Entretanto, foi fácil ver o que a Direita tem feito no poder: obedece na UE e na NATO; ataca o sector público e defende os privilégios dos privados; não fiscaliza os bancos e os mercados; faz tudo para não cumprir a Constituição e para retirar direitos e liberdades aos desfavorecidos; baixa a cerviz diante da Igreja. And so on…
Por não saber a resposta é que perguntei. Mas pensei que a esquerda soubesse. Esqueça por um minuto os defeitos da direita.
O que lhe pedia é que me desse um vislumbre de um day after esquerdino. Quais são os projectos que vocês têm para nós? Como é que nos iriam proporcionar a felicidade, a justiça, a liberdade e a fraternidade?
Num país que é governado quase ininterruptamente pela Direita desde 1926, é difícil esquecer os defeitos e esteja descansado que, apesar de tudo, consigo distinguir Ditadura de Democracia, pelo que não estou a meter Salazar e Cavaco no mesmo saco.
Com a Esquerda, pode contar, pelo menos, com a negação de todos os defeitos que apontei à Direita. Embora eu não seja a Esquerda, lá vai a minha opinião:
– Não me parece que seja possível sair a correr da NATO e não me parece aceitável sair da UE (o que, aliás, já foi afirmado pelo Louçã);
– a propriedade privada deve ser respeitada, mas os privilégios abusivos devem ser fiscalizados e combatidos;
– os bancos e os empresários devem ser obrigados a contribuir para o bem comum e devem ser obrigados a respeitar os direitos dos trabalhadores;
– a democracia, a Constituição e as liberdades têm se ser respeitadas;
– deve haver liberdade de culto e não deveria haver nenhuma disicplina de Moral e Religião nas escolas do Estado;
– a legalização de tráfico e de consumo tem dado bons frutos nos países em que foi adoptada;
– a Justiça tem de ser célere e rigorosa e o sistema prisional deve ser simplesmente rigoroso e humano
– a imigração é um factor de enriquecimento de um país: o principal é incluir e não rejeitar.

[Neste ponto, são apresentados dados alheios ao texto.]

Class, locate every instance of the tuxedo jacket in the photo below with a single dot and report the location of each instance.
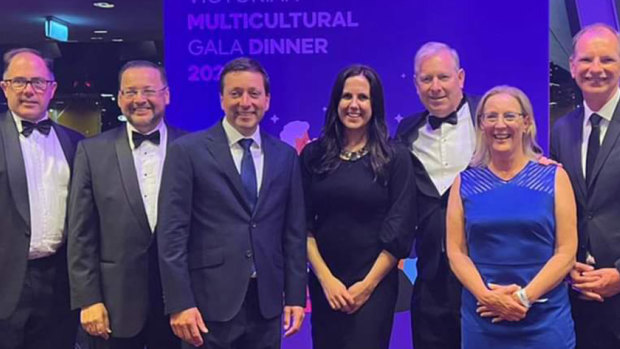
(598, 202)
(209, 236)
(431, 206)
(109, 234)
(15, 208)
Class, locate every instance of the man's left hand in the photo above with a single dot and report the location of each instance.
(547, 161)
(607, 284)
(293, 318)
(360, 291)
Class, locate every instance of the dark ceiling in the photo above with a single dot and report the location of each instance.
(22, 21)
(86, 69)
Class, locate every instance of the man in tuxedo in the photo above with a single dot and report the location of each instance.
(113, 264)
(587, 142)
(36, 156)
(442, 140)
(232, 240)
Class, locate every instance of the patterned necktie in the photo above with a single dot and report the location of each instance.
(138, 138)
(44, 127)
(594, 144)
(248, 172)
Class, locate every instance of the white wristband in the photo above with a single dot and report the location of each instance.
(522, 296)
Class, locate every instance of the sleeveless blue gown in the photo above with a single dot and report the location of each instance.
(510, 232)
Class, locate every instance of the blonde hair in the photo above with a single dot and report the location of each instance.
(531, 148)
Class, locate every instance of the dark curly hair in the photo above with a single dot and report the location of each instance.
(332, 135)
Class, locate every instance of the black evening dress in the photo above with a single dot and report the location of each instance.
(353, 217)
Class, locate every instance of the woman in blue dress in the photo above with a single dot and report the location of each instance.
(511, 234)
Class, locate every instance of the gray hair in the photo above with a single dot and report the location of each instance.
(594, 27)
(432, 48)
(532, 150)
(143, 64)
(9, 55)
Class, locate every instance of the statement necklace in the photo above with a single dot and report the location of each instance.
(353, 155)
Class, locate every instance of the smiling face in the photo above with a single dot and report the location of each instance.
(144, 112)
(595, 66)
(244, 100)
(27, 102)
(504, 125)
(354, 108)
(439, 83)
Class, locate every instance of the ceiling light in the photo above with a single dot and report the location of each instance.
(103, 4)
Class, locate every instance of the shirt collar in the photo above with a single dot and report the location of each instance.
(18, 121)
(235, 136)
(161, 127)
(606, 112)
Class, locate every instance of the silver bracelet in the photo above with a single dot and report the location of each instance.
(523, 298)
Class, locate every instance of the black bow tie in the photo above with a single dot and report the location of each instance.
(435, 121)
(44, 127)
(138, 138)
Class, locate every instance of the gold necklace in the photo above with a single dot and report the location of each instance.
(353, 155)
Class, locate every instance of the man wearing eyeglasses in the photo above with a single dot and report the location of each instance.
(36, 156)
(587, 142)
(113, 265)
(442, 140)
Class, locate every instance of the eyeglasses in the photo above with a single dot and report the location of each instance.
(38, 84)
(146, 93)
(493, 118)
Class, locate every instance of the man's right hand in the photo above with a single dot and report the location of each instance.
(95, 321)
(188, 325)
(578, 278)
(337, 294)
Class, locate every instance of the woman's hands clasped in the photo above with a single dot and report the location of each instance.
(343, 299)
(501, 304)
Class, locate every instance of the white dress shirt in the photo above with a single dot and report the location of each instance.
(148, 159)
(447, 150)
(606, 113)
(237, 151)
(47, 174)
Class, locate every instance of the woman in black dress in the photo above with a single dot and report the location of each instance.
(359, 197)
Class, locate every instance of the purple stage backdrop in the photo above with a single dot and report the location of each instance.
(304, 43)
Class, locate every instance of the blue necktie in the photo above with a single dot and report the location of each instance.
(248, 172)
(594, 144)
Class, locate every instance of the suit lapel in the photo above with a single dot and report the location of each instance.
(270, 162)
(573, 141)
(611, 137)
(16, 169)
(68, 147)
(217, 144)
(129, 178)
(423, 180)
(472, 103)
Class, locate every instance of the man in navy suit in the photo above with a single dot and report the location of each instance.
(113, 264)
(587, 143)
(232, 241)
(442, 140)
(36, 156)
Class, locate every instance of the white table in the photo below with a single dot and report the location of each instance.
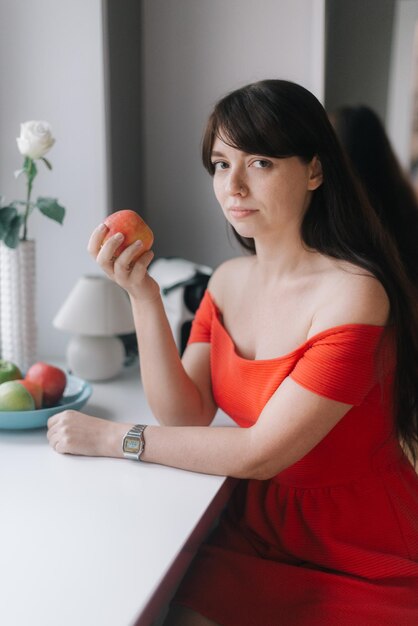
(93, 541)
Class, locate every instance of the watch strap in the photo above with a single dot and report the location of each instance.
(133, 443)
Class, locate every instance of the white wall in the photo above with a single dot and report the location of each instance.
(195, 51)
(51, 68)
(402, 80)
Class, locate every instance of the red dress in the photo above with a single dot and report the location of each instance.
(332, 539)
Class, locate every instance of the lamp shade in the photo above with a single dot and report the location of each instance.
(96, 306)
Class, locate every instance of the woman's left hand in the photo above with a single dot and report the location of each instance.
(72, 432)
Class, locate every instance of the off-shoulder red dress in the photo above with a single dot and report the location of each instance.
(332, 539)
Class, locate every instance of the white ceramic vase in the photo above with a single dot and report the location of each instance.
(18, 328)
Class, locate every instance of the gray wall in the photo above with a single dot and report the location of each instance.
(195, 51)
(51, 68)
(358, 53)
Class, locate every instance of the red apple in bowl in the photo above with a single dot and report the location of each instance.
(35, 391)
(132, 226)
(51, 379)
(9, 371)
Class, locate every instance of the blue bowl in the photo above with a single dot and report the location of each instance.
(75, 396)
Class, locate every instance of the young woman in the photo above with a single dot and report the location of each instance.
(310, 343)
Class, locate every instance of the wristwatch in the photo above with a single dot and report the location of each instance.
(134, 443)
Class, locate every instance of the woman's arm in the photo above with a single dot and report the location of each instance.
(178, 393)
(291, 424)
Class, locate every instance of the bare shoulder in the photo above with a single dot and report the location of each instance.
(228, 276)
(350, 295)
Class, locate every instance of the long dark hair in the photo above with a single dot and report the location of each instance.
(279, 118)
(364, 139)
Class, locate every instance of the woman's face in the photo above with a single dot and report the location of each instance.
(261, 194)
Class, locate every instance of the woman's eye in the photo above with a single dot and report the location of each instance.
(261, 163)
(220, 165)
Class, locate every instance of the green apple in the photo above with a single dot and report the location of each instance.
(15, 397)
(9, 371)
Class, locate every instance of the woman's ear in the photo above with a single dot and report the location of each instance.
(315, 176)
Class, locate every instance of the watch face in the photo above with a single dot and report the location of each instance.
(131, 444)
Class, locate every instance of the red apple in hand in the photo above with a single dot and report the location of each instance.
(35, 391)
(132, 226)
(52, 380)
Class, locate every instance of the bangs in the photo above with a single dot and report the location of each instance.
(248, 123)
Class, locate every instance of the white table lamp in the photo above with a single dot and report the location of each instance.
(95, 310)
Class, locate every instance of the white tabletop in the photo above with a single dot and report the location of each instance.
(94, 541)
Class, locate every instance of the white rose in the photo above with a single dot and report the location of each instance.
(35, 139)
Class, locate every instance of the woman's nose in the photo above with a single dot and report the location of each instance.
(236, 183)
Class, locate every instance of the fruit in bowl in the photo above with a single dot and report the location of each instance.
(14, 397)
(132, 226)
(51, 379)
(9, 371)
(35, 391)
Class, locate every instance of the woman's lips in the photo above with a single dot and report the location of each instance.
(241, 212)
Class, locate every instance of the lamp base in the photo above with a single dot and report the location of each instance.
(95, 358)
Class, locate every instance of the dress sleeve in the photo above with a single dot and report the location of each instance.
(345, 364)
(201, 330)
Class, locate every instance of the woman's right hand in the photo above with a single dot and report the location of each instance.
(129, 269)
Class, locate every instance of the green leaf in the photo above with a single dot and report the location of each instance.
(47, 163)
(30, 169)
(11, 238)
(50, 208)
(7, 214)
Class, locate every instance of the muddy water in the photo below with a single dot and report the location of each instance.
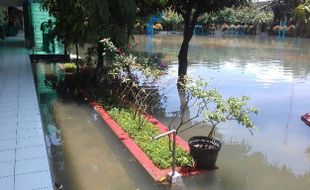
(276, 75)
(86, 155)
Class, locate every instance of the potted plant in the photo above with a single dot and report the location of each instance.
(216, 110)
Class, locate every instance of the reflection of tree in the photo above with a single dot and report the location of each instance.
(213, 53)
(308, 152)
(243, 171)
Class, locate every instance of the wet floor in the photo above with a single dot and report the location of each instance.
(86, 155)
(276, 75)
(277, 156)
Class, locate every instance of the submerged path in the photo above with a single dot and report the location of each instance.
(24, 163)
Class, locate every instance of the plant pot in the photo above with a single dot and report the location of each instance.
(204, 151)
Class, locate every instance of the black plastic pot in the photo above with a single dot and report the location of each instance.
(204, 150)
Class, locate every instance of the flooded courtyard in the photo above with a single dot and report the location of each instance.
(275, 74)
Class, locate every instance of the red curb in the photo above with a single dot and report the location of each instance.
(157, 174)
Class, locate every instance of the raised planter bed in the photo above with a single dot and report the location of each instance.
(157, 174)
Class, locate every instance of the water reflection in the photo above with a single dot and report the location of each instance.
(86, 154)
(276, 75)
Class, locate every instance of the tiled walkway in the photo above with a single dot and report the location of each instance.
(24, 162)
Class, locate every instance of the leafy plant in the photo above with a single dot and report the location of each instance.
(70, 67)
(157, 151)
(215, 108)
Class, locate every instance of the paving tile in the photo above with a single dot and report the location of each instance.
(29, 124)
(7, 169)
(8, 116)
(7, 156)
(31, 152)
(28, 142)
(6, 125)
(29, 117)
(33, 181)
(28, 132)
(31, 166)
(7, 144)
(7, 183)
(8, 133)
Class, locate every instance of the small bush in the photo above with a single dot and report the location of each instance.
(70, 67)
(158, 151)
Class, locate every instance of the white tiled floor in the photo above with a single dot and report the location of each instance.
(24, 163)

– não se deve comer crianças ao pequeno-almoço ou matar velhinhos com injecções atrás da orelha.
O meu receio é precisamente este: a esquerda não é você, ou seja a esquerda não têm no seu seio apenas pessoas moderadas como me parece ser o seu caso. Infelizmente, no século passado, sempre que a esquerda assumiu a liderança do rebanho, os moderados foram depressa perseguidos ou desautorizados. A esquerda é muito permeável à tentação de abusar do poder. Nem você nem nenhum dos intelectuais de esquerda nos podem garantir que a esquerda em Portugal seria diferente.
A esquerda funciona bem enquanto for uma espécie de DECO. Agora governar, seria certamente uma catástrofe.
A maioria das ditaduras surgiram através do aproveitamento do apoio popular a grupos que defendiam causas justas e importantes, tais como aquelas que enunciou no seu comentário. Depois de alcançado o poder, a musica foi outra.
Vejo que o caro Artur não é nem uma pessoa viajada nem uma pessoa culta. Acontece que a esquerda funciona bem no governo. Para dar um caso mais concreto e digno, aponto o caso do Chipre, onde está um PC no governo já há um tempinho e onde o Presidente da República é um militante desse mesmo PC e um ex-secretário-geral. Por isso, se calhar, antes de pôr a cassete da má e feia esquerda a tocar, sugiro que faça um upgrade, já nem digo para MP3 que é capaz de ser demais para o Artur, mas para CD ou DVD… Vai ver que, com um pouco de sentido crítico e uma pesquisa mais aprofundada, vai gostar de aprender mais sobre essa coisa estranha que é a esquerda.